Two fountains, which were fed by the sacred spring, still survive. The archaic 6th century BCE fountain house has a marble-lined basin surrounded by benches. Water was brought here by means of a short and small aqueduct and was distributed by a system of water pipes ending in lion-headed spouts.

==The Roman fountain==
The Roman fountain dates to the 1st century B.C. and is situated about 50 meters higher than the Archaic one. Niches carved on the rock were intended for the ex votos of the pilgrims. One of them was later transformed into a church of St. John the Baptist. The water of the spring reached the fountain with a closed aqueduct. On the facade of the fountain there were seven bronze spouts. In front of it there was a paved courtyard with stone benches on its three sides.

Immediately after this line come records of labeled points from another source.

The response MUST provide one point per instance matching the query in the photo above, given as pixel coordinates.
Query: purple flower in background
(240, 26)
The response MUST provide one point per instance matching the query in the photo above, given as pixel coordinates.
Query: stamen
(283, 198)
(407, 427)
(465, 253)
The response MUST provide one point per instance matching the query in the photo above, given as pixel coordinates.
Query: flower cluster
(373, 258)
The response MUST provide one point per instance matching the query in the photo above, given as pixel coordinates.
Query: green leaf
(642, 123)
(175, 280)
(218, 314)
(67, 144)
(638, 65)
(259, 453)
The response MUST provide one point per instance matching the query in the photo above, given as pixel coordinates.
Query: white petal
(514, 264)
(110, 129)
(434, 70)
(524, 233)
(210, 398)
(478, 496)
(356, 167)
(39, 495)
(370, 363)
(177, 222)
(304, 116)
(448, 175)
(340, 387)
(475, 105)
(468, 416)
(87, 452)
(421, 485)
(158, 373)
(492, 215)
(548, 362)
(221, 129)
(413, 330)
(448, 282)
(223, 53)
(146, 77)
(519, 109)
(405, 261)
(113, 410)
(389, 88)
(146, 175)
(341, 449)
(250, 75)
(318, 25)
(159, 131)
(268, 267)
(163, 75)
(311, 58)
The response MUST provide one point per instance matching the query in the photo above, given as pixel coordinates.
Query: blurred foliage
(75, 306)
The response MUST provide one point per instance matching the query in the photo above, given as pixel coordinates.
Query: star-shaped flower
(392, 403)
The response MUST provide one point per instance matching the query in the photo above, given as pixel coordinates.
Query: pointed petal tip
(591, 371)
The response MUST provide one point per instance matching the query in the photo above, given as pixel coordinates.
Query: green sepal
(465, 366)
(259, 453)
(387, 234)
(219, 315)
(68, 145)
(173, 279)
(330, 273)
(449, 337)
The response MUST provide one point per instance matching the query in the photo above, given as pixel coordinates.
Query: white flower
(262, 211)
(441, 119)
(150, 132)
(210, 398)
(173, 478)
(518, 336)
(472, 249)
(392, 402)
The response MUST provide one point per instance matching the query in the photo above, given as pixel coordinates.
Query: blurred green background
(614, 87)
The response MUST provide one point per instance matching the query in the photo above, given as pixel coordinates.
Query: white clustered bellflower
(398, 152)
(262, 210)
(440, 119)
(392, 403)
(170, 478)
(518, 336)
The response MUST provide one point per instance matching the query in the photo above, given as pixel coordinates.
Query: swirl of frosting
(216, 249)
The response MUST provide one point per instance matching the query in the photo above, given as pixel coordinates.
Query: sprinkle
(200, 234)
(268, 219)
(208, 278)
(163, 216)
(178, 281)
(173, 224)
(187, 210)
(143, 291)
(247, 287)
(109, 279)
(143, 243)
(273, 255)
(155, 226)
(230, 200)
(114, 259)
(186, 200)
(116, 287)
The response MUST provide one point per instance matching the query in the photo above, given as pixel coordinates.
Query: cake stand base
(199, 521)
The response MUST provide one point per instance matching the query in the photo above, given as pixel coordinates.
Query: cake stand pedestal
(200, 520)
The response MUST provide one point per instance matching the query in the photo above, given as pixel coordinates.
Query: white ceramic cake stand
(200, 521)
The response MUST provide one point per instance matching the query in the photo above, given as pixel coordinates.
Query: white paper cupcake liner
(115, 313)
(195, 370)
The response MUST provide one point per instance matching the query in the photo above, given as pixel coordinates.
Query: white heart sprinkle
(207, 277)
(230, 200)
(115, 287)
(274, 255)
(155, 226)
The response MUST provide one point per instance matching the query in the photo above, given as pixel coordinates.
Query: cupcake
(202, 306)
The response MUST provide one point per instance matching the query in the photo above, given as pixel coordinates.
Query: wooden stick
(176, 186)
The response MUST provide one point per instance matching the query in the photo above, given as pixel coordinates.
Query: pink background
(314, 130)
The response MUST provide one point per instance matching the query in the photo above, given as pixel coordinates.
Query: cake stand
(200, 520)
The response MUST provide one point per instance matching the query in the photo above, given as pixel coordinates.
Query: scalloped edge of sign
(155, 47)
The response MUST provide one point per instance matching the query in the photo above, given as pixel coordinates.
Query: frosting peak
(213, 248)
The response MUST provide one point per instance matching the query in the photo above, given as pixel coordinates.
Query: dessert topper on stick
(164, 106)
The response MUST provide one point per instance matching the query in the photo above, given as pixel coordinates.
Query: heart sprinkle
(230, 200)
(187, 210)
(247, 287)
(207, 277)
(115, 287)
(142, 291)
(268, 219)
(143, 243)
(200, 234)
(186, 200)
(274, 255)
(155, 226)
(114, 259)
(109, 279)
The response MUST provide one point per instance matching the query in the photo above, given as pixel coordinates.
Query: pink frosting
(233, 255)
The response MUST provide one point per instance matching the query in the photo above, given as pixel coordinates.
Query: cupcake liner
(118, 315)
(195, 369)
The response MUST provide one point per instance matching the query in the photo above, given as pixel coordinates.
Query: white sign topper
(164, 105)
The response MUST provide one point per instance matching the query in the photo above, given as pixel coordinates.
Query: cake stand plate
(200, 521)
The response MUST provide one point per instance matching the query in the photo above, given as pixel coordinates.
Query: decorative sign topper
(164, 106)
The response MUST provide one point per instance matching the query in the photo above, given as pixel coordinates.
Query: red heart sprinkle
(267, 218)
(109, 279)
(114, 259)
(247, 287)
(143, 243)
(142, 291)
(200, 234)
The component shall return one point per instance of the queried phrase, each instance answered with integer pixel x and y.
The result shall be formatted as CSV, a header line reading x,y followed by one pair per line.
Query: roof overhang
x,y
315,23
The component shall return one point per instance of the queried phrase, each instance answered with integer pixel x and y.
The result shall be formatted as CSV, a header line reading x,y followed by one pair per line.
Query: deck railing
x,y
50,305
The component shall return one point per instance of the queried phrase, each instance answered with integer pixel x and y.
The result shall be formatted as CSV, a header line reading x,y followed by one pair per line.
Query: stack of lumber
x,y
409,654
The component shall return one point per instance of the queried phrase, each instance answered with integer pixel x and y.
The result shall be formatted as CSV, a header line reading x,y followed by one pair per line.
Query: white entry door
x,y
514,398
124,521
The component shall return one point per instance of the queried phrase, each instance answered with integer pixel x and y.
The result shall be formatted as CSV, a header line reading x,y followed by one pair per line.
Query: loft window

==Aftermath and other uses==
A modern fountain currently stands close to the street leading to the archaeological site of Delphi to offer respite to the travelers.
The Castalian Spring fueled poetic inspiration, albeit often confused with the Spring of Pieris. The Castalian Band, a group of poets or makars associated with the Court of James VI of Scotland (including the king himself) drew their name from this source.

There is a town named Castalian Springs in Tennessee. A natural spring in this location was a gathering place for animals. Isaac Bledsoe discovered the spring in 1772. Having built a fort in 1783, Bledsoe, his brother, and their families settled near the spring in 1787. Native Americans killed the two brothers, who are now buried 500 yards northwest of the spring. Consequently, this area was known locally as Bledsoe's Lick. In 1828, a log inn was built, providing guests with "healthy" drinking water and mineral baths. Almost ten years later when the post office was built, the community changed its name from Bledsoe's Lick to Castalian Springs. During this period of time in history, there was a reawakening of interest in classical Greece and Rome.

In Castalia, Ohio, named after the famed site, the Blue Hole limestone configurations were tourist attractions for many years and are now fish hatcheries. Waters in the blue holes are of a constant temperature and never freeze over despite northern Ohio's cold temperatures. The water which averages 30,000 gallons an hour was first used to supply a local mill.

Castalian Springs was the name of a now-abandoned spa near Durant, Mississippi.